In case of Bagrina, we owe much of the rediscovery to Nikola Mladenović Matalj. To my knowledge, he is the only producer experimenting with this variety at the moment. His first varietals from the rosy grapes of Bagrina are still not available in the market, but let’s make this post a foretaste which enhances the joy of waiting for new personalities in the global wine family.

Before it was abandoned for the international varieties, Bagrina had enjoyed a reputation of producing grapes for quality wine. However, like many Balkan autochthonous varieties (e.g., Crna Tamjanika, Žilavka), it has female flowers and needs to be planted in mixed vineyards. Grapes have a light rosy or copper color, similar to Pinot Grigio. Accordingly, they allow for two styles of wine: white or darker, almost orange one. The last color predominated earlier, before the variety was abandoned. Indeed I met an old lady who produces wine since more than half a century, mother of a wine-producer from Rajac, Radomir Pavlović, and she couldn’t hide her surprise by the almost completely white color of modern Bagrina from the Matalj winery.
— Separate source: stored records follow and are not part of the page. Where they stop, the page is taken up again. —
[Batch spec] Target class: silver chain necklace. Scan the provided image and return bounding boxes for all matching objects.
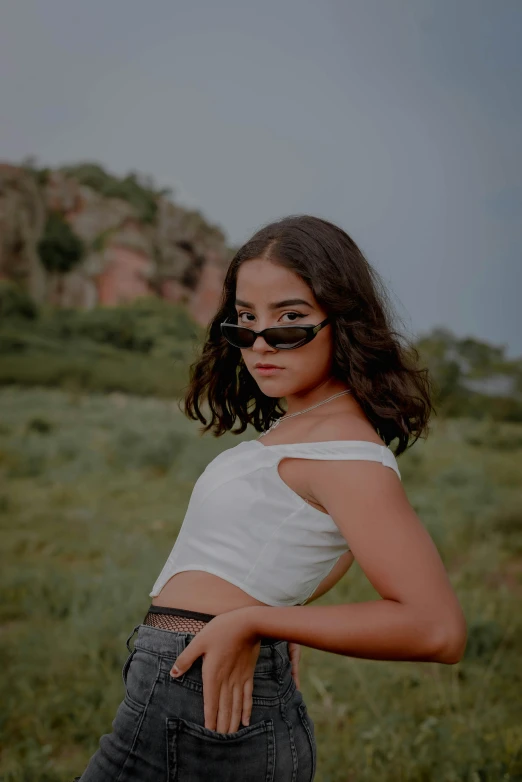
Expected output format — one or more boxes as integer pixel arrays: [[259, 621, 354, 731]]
[[257, 390, 350, 440]]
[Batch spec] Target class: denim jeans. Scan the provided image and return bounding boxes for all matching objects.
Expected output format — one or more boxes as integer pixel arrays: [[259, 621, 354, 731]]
[[75, 624, 316, 782]]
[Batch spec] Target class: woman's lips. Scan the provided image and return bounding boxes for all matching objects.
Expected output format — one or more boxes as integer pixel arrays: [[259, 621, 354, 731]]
[[254, 367, 283, 376]]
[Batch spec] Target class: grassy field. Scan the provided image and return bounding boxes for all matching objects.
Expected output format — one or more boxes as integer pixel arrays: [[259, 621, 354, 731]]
[[0, 386, 522, 782]]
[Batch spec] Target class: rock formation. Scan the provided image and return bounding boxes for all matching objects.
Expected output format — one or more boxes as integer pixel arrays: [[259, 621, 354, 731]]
[[0, 164, 232, 325]]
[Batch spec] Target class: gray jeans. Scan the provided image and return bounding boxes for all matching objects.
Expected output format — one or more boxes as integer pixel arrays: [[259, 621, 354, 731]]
[[75, 624, 316, 782]]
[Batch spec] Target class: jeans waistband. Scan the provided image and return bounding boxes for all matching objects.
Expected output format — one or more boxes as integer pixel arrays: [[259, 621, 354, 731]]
[[127, 624, 290, 670]]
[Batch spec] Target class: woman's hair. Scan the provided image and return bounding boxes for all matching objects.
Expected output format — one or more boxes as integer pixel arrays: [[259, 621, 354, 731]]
[[183, 215, 434, 456]]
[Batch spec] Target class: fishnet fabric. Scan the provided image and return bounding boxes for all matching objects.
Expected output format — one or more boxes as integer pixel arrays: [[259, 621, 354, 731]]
[[143, 611, 207, 633]]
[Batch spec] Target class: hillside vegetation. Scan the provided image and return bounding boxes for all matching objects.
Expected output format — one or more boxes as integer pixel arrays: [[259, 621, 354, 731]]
[[0, 388, 522, 782]]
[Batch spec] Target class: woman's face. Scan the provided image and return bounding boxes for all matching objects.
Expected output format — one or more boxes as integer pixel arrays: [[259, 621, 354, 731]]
[[235, 258, 333, 398]]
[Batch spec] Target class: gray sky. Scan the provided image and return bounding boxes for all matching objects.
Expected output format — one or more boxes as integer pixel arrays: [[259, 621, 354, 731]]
[[0, 0, 522, 356]]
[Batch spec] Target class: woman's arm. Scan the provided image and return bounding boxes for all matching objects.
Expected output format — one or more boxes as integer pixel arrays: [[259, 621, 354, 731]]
[[238, 460, 466, 664]]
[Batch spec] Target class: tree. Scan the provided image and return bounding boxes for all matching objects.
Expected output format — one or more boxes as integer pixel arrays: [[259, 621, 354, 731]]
[[38, 212, 85, 296]]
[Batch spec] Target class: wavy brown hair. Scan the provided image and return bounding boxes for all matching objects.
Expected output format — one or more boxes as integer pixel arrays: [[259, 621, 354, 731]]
[[182, 215, 434, 456]]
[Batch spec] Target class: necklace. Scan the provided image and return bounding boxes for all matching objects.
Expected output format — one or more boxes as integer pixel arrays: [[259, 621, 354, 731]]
[[257, 390, 350, 440]]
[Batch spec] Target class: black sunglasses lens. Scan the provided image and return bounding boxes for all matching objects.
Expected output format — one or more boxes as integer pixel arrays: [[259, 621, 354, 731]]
[[221, 323, 254, 348], [265, 326, 306, 348], [222, 323, 307, 349]]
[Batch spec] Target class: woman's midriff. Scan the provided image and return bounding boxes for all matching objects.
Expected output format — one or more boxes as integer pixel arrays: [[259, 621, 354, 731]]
[[151, 570, 267, 614], [148, 551, 354, 614]]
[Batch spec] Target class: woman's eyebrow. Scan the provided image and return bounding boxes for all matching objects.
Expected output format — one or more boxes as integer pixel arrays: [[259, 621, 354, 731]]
[[236, 299, 312, 310]]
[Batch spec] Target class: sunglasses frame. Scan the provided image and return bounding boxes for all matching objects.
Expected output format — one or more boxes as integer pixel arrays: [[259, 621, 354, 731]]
[[219, 316, 331, 350]]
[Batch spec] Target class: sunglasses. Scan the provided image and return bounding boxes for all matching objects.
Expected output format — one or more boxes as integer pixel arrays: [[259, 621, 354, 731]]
[[219, 318, 330, 350]]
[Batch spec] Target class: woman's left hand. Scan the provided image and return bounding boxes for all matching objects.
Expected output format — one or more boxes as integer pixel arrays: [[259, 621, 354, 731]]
[[171, 609, 261, 733]]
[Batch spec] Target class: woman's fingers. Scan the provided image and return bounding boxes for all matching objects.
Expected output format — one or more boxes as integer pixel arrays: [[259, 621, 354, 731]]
[[202, 658, 221, 730], [216, 680, 232, 733], [288, 641, 301, 690], [241, 678, 254, 725], [228, 686, 243, 733]]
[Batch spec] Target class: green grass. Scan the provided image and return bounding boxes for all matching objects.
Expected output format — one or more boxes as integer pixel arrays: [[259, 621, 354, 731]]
[[0, 386, 522, 782]]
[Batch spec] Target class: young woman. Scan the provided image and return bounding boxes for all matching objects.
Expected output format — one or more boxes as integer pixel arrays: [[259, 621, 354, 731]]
[[77, 216, 466, 782]]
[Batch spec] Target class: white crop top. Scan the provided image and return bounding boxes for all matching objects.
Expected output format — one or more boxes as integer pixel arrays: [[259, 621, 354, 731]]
[[149, 440, 401, 606]]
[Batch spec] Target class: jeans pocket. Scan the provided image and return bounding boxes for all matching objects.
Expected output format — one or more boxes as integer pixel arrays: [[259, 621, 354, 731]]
[[297, 701, 317, 782], [167, 717, 275, 782], [121, 648, 159, 711]]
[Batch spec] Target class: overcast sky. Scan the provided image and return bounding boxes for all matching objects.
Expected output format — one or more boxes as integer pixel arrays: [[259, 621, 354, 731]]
[[0, 0, 522, 356]]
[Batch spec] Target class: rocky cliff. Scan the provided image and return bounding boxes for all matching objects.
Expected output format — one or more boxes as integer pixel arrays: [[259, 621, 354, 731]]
[[0, 163, 233, 325]]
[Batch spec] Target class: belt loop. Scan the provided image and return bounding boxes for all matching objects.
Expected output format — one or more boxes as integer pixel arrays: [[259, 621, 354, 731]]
[[127, 625, 141, 652]]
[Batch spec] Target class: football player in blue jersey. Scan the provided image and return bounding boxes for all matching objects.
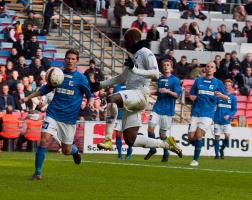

Apart from female flower, the variety shows further characteristics that are problematic: it’s susceptible to low temperatures and provides quite an irregular yield. This is why Bagrina is rather a regional specialty, expressing local terroir, than a candidate for mass production. Still, considering significant temperature extremes in this area, especially hot summers, its grapes have both good pH and high acidity. This is a genial combination of nature and culture, expressed in centuries of adaptation of the variety to the local conditions, supported by accumulated human knowledge.

Here are some of my impressions on the first drops of this exciting old new wine…

What was really astonishing in the very first moment, it’s almost white, resembling diluted pear juice. Pear is also one of the main notes of its aroma. Then there is something spicy too, bringing to mind some of my mom’s specialties, for example bogracz. That’s why drinking Matalj’s Bagrina I had to think of allspice and bay leaf. Still, I agree with the description from Serbian online wine magazine there is something floral too: elder and robinia. I wouldn’t exclude the taste of litchi either.

The slightly sweetish note, which becomes soon spicy, makes me think again of allspice. Alcohol is noticeable. The wine has definitely ‘il suo perché’. I’m excited, not least by the fact that this is my first Bagrina and who knows if there is any other one in some Serbian cellar. So I was drinking it with my eyes widely open, thinking of the potential of this variety in Mr. Mladenović’s hands. Keep an eye on this young and talented producer!